Никакая цензура сегодня не мешает вывести в качестве действующего лица Ивана Грозного, хотя и мертвого. Скелет царя в богатых одеждах взгромоздили на коня (сконструированного из дощечек скелета лошади). Только ноги у коня «слоновьи». Ну, конечно, белый плащ-саван. Череп в шапке-Мономахе посверкивает драгоценными каменьями (художник Владимир Фирер). Эту угрожающую конструкцию-памятник (коня с царствующим всадником) передвигают по площадке на тележке с колесиками. Чтобы мы понимали, скелет живой и наблюдает, череп с помощью механизма поворачивают влево-вправо. Он как бы смотрит на Марфу и сразу принимает роковое решение не без помощи указующего перста Скуратова. Конкурс невест — видимость.
Отношение у персонажей к монстру разное. При первом появлении царя девицы-красавицы из хора в ужасе убегают, делая отстраняющий жест рукой. А через несколько минут девушки-невесты присаживаются в ногах у покойной лошади и мирно плетут венки (гармоничная белая композиция). Потом увозят под уздцы коня потенциального жениха. Ох уж эти невесты! Какие интриги они плетут?! Грязной воспринимает тележку скелета-«памятника» в качестве скамеечки. На лирической мелодии увертюры мертвец кружится (то есть конструкцию вращают).

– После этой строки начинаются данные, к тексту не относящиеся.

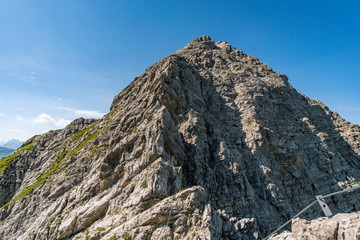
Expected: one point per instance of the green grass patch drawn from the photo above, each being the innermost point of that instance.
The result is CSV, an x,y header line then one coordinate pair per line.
x,y
40,180
144,184
5,161
89,138
127,236
82,132
113,237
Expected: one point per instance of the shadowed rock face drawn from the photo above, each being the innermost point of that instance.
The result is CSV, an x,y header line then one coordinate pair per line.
x,y
210,132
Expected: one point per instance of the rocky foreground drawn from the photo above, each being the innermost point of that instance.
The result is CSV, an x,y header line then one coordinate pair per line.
x,y
208,143
338,227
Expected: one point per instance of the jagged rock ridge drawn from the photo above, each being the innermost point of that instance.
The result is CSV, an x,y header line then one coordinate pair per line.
x,y
209,131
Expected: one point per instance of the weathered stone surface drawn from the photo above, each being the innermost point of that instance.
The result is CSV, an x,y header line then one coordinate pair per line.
x,y
339,227
208,130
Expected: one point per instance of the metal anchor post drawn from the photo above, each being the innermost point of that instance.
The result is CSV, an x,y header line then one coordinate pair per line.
x,y
324,206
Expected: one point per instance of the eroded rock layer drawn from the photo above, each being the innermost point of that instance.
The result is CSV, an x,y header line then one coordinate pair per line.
x,y
208,143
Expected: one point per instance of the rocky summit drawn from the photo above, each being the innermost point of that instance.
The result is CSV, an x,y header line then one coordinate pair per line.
x,y
208,143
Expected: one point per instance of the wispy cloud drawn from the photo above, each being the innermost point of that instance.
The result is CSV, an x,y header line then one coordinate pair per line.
x,y
83,113
57,98
45,118
20,119
14,129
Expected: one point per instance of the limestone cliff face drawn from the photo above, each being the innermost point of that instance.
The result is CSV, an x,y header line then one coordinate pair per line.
x,y
208,143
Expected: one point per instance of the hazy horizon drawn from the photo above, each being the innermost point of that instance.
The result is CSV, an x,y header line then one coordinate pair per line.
x,y
64,60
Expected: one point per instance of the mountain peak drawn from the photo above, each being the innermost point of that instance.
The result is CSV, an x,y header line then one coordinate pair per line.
x,y
208,143
203,42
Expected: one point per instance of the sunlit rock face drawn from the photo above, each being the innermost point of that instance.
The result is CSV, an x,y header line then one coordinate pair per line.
x,y
208,143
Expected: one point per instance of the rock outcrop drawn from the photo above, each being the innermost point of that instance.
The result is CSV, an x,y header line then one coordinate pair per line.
x,y
339,227
208,143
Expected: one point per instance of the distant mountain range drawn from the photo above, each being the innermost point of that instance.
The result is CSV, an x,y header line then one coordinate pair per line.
x,y
8,147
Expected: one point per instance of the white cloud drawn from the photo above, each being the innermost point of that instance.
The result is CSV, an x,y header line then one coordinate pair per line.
x,y
20,119
45,118
14,129
83,113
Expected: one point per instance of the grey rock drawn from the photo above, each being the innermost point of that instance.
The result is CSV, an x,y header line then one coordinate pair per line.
x,y
208,130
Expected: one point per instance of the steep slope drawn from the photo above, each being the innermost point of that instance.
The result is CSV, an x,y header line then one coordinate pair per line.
x,y
208,131
5,151
12,144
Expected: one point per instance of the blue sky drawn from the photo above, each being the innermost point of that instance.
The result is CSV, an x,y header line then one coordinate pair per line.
x,y
60,60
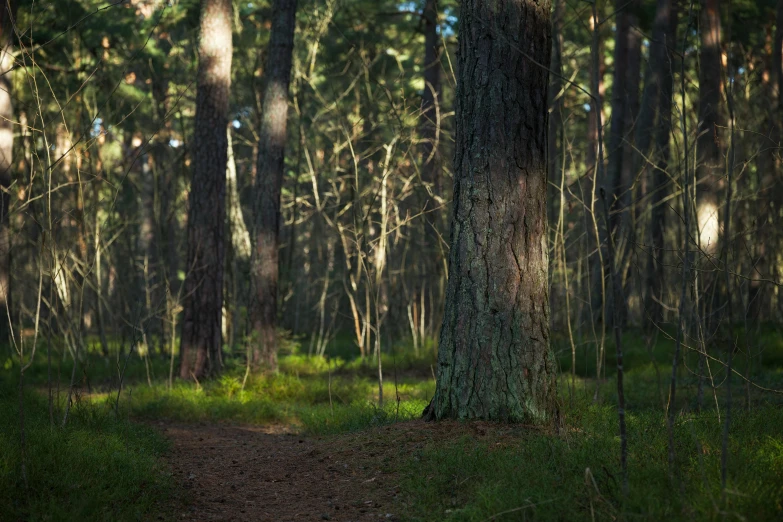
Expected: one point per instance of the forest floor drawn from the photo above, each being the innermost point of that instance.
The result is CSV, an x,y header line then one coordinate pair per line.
x,y
310,442
252,473
274,473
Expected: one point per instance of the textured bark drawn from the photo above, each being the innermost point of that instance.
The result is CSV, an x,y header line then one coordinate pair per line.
x,y
202,321
7,16
709,160
271,164
494,360
661,67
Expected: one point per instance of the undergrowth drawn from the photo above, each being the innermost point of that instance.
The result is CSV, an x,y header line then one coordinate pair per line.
x,y
572,474
98,467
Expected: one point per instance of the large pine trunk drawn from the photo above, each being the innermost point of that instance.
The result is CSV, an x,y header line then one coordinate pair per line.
x,y
7,16
203,293
494,360
269,180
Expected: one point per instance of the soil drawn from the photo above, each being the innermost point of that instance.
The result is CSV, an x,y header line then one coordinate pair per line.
x,y
272,473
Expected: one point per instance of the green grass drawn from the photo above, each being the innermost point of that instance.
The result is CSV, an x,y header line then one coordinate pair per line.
x,y
531,475
96,468
566,477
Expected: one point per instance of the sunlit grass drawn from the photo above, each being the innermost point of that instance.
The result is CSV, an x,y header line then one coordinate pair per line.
x,y
536,475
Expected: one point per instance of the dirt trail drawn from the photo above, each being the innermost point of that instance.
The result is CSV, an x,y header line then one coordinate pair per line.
x,y
267,473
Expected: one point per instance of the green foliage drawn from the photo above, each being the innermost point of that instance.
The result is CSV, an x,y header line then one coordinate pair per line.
x,y
96,468
575,475
531,473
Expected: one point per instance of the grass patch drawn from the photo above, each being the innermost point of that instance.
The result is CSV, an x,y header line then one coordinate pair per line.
x,y
96,468
532,474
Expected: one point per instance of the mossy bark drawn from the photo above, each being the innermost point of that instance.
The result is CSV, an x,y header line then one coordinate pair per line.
x,y
494,359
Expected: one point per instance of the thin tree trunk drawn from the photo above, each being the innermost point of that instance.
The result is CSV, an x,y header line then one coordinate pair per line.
x,y
555,110
203,308
709,162
658,98
615,182
271,164
494,359
7,18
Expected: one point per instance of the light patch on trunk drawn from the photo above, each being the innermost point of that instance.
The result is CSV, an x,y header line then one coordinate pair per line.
x,y
709,226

Страх — определяющее чувство в постановке. Больше, чем Грозного, жители Александровской слободы (где происходят главные события) боятся опричников. Государственные бандюганы постоянно в трудах: стегают нагайками, насилуют женщин, отрубают головы, то есть вершат неправый суд без всяких ограничений. Перед премьерой в СМИ появилось сообщение: «В театре „Зазеркалье“ покажут оперу про Ивана Грозного». Поначалу критики и меломаны посмеялись (у композитора и драматурга про другое), но посмотрев спектакль, должны были признать: да, это так.
Иван Грозный, пусть и молчаливый, вместе со своими подручными — главные действующие лица представления. А если быть точными, новая «Царская невеста» о страсти в условиях политического и нравственного беспредела. Если быть совсем точным, речь о царствовании «Хочу», возведенного в абсолют. «Хочу» определяет жизнь властных людей, начиная с царя и кончая рядовым опричником, его любовницей. Частные лица: боярин Иван Лыков, Марфа — точка приложения этого «Хочу».
Соответственно, весь сюжет переакцентирован, перестроен. Представление начинается вовсе не с увертюры. Звучит удар колокола. Затем в полной тишине опричники, включая Малюту Скуратова-Андрея Удалова (со страшным сабельным шрамом через лицо), выволакивают к рампе Григория Грязного в колодках и подвешивают на дыбе. Скуратов, похоже, и глаза лишился. Первая ария Григория Грязного «Куда ты, удаль прежняя, девалась?» как бы продолжает события финала оперы. Кстати, надо понимать: «удаль прежняя» — это готовность схватить без затей девушку (например, Любашу) и утащить силой к себе.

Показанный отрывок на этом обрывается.